Interview: Cosmo Jarvis

Larry Day chats to Cosmo Jarvis

Posted on Aug 15th, 2012 in Features and Interviews, Cosmo Jarvis / By Larry Day
Cosmo Jarvis With a new film coming out and Think Bigger making waves across the music industry, Larry Day chats to the workaholic Cosmo Jarvis

Bearded: Your film debut 'The Naughty Room', is out soon. Can you tell us a bit about it?

Cosmo Jarvis: It's an extremely low budget black comedy about parenting, friends and how society gives the two their qualifications to be what they are... it's about your mates as parents, and what you can learn from them. Dealing with parents. It was made with fuck all with a completely 'inexperienced' crew. Inexperienced from an industry perspective anyway.

What was the inspiration behind it?

I had a real urge to make a feature length movie - it's like a natural transition from music videos. I knew it had to have an arc and a story, something wholesome. It is abstract, but it's not arthouse - it's not a “Why did I fucking watch that...?” kind of film. It's based on growing up, friends and real life. It's also visual manifestation of society's standards.

As a newcomer, has it been tough getting taken seriously in the cut-throat film industry?

Definitely. I’m a tiny blip. The film's a tiny blip on the year. The hardest thing was prioritising the production elements and cast and getting people to take risks. Dealing with people like locations managers was tough, they would keep coming up and asking if I’d done a risk assessment. I didn't even know what that was at the time.

Any other film projects in the pipeline?

I’m three-quarters of my way through a second draft for a new project. It's called 'Abandon Hope' or 'A Band On Hope', and it's about a metal band exploring creative freedom and exploring their inherited dreams.

Your new album, Think Bigger, is very different from your debut, it's a lot more mature. Was there any obvious point where you decided to change things?

Not hugely. 'Humasyouhitch/Sonofabitch' was me being literal and true to myself about personal topics and it was told through my own voice at the time. My newer stuff is from the point of view of characters, and it's about emotional scenarios I've made up. With all my genre-hopping, I’m trying to be more concise to be taken seriously. A lot of people will expect a certain level from a third album.

What's your favourite song on the album? Any you're particularly proud of?

'Hopeless Bay' from a melodic point of view, and 'Sunshine' from a production perspective. I loved trying heavy thrashy stuff properly, I mean I've tried before but this time I took time over dynamics and it went well, I think anyway.

Is there any overriding message you were trying to get across?

Not deliberately, just innate subconscious themes. I usually write about similar things, like assessing what the individual can do, and bettering yourself. Being able to take good from the bad. Being okay with life.

What sort of music do you listen to? Are there any bands you love at the moment?

Everything. Tom Waits, The Grateful Dead, The Beatles... Opera, I love opera music at the moment. Rachmaninov. The Bronx, all that stuff. Drum 'n' Bass. The only one which has been constant throughout my music is Tom Waits - he's definitely good for melody.

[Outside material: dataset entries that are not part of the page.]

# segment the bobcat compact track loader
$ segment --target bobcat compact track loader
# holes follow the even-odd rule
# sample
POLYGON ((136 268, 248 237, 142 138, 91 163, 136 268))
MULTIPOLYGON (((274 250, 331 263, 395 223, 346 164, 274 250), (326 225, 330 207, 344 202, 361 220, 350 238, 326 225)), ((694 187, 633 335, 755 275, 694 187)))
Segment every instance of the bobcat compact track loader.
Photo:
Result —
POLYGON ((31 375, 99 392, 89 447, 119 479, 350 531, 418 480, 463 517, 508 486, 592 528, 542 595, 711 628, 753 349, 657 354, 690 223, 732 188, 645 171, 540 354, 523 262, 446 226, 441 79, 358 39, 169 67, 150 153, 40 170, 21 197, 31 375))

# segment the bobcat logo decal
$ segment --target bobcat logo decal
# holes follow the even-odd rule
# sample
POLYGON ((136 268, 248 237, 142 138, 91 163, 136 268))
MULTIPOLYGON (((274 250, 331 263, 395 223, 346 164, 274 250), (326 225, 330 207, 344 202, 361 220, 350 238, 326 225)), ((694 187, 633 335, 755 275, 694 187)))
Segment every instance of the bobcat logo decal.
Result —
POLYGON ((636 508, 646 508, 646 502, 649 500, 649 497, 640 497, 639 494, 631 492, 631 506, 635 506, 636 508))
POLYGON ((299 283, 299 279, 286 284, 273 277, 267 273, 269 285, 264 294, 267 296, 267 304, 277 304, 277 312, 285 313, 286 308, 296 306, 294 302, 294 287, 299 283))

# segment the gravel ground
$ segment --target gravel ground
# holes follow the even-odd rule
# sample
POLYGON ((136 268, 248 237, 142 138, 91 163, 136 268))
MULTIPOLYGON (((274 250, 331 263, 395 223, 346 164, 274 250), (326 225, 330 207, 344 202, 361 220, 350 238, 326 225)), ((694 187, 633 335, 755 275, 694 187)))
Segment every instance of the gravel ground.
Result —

You play a lot of instruments on your albums. Do you have a favourite to play?

Banjo! I've not really recorded it before, and it's much louder than you expect. It's diverse with the strumming and plucking and you can play so many genres with it.

You've apparently written around 270 songs. How do you get the inspiration to write so many? What happens to the ones that don't get onto the albums?

They just go onto the next album. It's useful having a wide amount to choose from, it allows for a good filtration process. We - my managers and I - can choose from a lot. When we choose I go back, re-record and hone it in for the album version. I just write about anything that's interesting or worthwhile. I like to try and reassure people who don't think they're important. And sometimes, I like to write about the totally imaginary as well.

'Gay Pirates' was pretty famous. Were you surprised at how massive it got, and how many big names - like Stephen Fry and Kylie Minogue - endorsed it?

Absolutely. Huge surprise. The best thing was knowing that it didn't end up a big camp gimmick just because it references homosexual love, and that people realised it's more than just about being gay, that it's just about love.

Why do you think it got as big as it did?

Because it's only got four chords, simple. I was being juvenile and messing around on the mandolin, trying to write as a simple pirate. It's a shanty with pop qualities. It's definitely passionate - and the gay community approved of it, as it's a credible love song which didn't acknowledge the differences but rather celebrated universal love.

Any plans for the near future?

I’m going straight into the next film, hopefully it'll be out next year. And of course, record the next album and get it straight out - though that might be a while because the campaign for Think Bigger will probably last a while. Got some other side-projects too, I’m trying to get into acting and editing on the sidelines too.